SHOPGIRL
 

recensione shopgirl

 
Dagli oggetti del desiderio ai soggetti del desiderio. La pellicola si apre su una carrellata di rossetti, belletti e profumi per poi soffermarsi sulla trasognata Mirabelle, Claire Danes, sofisticata e arresa sposa del sentimento a tutti i costi, palpitante nei silenzi, convincente e intensa musa dell’Amore disperato. Attende dietro il bancone di un lussuoso grande magazzino sulla quinta strada, che qualcuno le rischiari l’esistenza portando con sé un po’ di luce affettiva. Incontra uno squinternato, Jeremy (Jason Schwartzman separato alla nascita da Luke Wilson, vedi Tenenbaum) che si occupa di amplificatori, possiede aspirazioni grafico-artistiche e scambia mentine per profilattici.

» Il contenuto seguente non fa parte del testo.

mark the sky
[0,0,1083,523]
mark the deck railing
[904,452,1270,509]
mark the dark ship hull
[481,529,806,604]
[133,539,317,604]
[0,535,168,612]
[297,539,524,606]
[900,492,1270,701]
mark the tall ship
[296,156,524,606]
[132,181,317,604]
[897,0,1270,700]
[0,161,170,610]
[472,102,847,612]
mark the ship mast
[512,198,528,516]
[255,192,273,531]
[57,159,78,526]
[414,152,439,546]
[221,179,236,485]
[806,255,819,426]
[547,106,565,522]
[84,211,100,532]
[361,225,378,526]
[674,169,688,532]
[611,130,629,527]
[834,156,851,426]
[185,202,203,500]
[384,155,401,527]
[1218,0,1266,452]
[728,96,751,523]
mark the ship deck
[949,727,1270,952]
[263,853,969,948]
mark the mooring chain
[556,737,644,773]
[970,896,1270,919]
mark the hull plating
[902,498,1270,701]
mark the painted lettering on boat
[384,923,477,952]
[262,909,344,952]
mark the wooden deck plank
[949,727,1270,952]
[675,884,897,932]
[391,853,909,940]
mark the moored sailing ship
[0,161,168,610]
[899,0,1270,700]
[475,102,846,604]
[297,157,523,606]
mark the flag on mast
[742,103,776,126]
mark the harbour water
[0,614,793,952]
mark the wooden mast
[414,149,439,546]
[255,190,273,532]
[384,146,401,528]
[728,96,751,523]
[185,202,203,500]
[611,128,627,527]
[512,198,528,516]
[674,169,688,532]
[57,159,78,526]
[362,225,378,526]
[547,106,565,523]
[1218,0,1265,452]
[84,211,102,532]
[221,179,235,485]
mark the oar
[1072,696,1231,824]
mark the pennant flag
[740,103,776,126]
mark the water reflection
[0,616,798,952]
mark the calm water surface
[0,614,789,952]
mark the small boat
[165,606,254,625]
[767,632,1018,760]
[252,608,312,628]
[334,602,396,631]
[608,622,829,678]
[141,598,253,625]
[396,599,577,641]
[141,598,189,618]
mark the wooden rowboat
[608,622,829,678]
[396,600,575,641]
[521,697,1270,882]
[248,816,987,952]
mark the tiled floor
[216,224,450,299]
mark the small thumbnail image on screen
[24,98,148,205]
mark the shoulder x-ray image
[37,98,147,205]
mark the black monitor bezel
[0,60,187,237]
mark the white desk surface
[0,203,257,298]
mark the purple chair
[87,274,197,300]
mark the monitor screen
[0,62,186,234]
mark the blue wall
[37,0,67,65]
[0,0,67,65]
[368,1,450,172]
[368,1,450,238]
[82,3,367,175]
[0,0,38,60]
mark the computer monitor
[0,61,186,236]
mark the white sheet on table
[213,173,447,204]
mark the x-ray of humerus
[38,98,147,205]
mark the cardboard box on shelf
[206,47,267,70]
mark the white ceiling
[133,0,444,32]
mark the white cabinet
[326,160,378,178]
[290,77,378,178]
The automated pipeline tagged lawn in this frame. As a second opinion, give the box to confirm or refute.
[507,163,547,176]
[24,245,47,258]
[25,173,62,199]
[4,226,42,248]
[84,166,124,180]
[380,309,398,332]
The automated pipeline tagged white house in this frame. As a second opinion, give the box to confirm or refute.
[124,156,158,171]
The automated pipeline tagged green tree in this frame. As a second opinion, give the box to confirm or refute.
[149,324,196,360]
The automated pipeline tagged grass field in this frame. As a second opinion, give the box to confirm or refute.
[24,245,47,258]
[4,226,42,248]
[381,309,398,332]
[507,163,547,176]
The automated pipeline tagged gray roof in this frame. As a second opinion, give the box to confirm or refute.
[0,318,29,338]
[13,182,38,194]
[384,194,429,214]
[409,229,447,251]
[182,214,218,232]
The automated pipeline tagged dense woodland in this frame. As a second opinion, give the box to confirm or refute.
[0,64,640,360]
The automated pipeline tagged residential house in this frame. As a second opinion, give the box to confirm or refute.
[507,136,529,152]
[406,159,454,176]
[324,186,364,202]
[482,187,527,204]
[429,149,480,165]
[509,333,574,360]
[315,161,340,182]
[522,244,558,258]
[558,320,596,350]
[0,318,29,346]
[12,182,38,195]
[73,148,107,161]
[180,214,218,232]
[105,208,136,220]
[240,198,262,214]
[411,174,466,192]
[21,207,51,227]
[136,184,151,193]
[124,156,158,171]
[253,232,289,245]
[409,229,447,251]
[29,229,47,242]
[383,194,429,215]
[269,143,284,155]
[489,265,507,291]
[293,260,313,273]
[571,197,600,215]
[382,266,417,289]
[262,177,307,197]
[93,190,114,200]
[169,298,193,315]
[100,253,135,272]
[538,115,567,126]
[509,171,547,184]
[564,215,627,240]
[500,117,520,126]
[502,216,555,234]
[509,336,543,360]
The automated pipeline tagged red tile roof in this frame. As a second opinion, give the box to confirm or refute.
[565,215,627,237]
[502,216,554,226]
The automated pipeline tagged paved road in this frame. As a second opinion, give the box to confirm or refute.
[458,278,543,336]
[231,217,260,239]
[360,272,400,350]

Incoccia nel maturo Ray (Steve Martin, egli stesso autore dell’omonimo romanzo che tradotto significa Commessa, da non  
 
confondersi con le nostrane Commesse della tv nazionale) facoltoso imprenditore dagli amorosi sensi affettivi raffreddati (quelli erotici sono invece ben oliati) forse da troppa esperienza o forse per una connaturata incapacità alla sensibilità. Jeremy ripete quasi sempre, come ipnotizzato “Cool!” (tradotto nello stantio “Fico!”) offre noiose ma solide stranezze mentre Ray fa regali, riempie vuoti emotivi con gesti co-  
stosi di danaro ma mai di reale tenerezza. Trama giocata sul filo spinato dei rapporti e dei legami tra le persone: fragili e vulnerabili legacci che alla prima smagliatura di sofferenza, si sfaldano. Si racconta del corteggiamento amoroso, materia difficile. Certi gesti hanno pari possibilità di repulsione o intenerimento. Si racconta di certe piccole ossessioni e della faccia noiosa dell’amore, quella della quotidiana normalità: silenzi, imbarazzi, molti vuoti. La voce narrante fuori campo non aggiunge nulla. Semmai ridonda sottolineando inutilmente passaggi che strizzano volonterosi al melodramma già di per sé. Quando capisci di amare qualcuno? Quando ti abbandona o lo abbandoni ma sempre molto, molto tempo dopo, racconta la voce. Basterebbe seguire gli sguardi degli attori o la scena, esprimono tutto. Anand Tucker (Hilary e Jackie) dirige discontinuo oscillando tra l’ermetico e l’eccesso di spiegazione senza riuscire a trovare sempre il giusto equilibrio, specie in chiusura ma sbavature e indecisioni a parte, riesce a insinuare amarognole verità.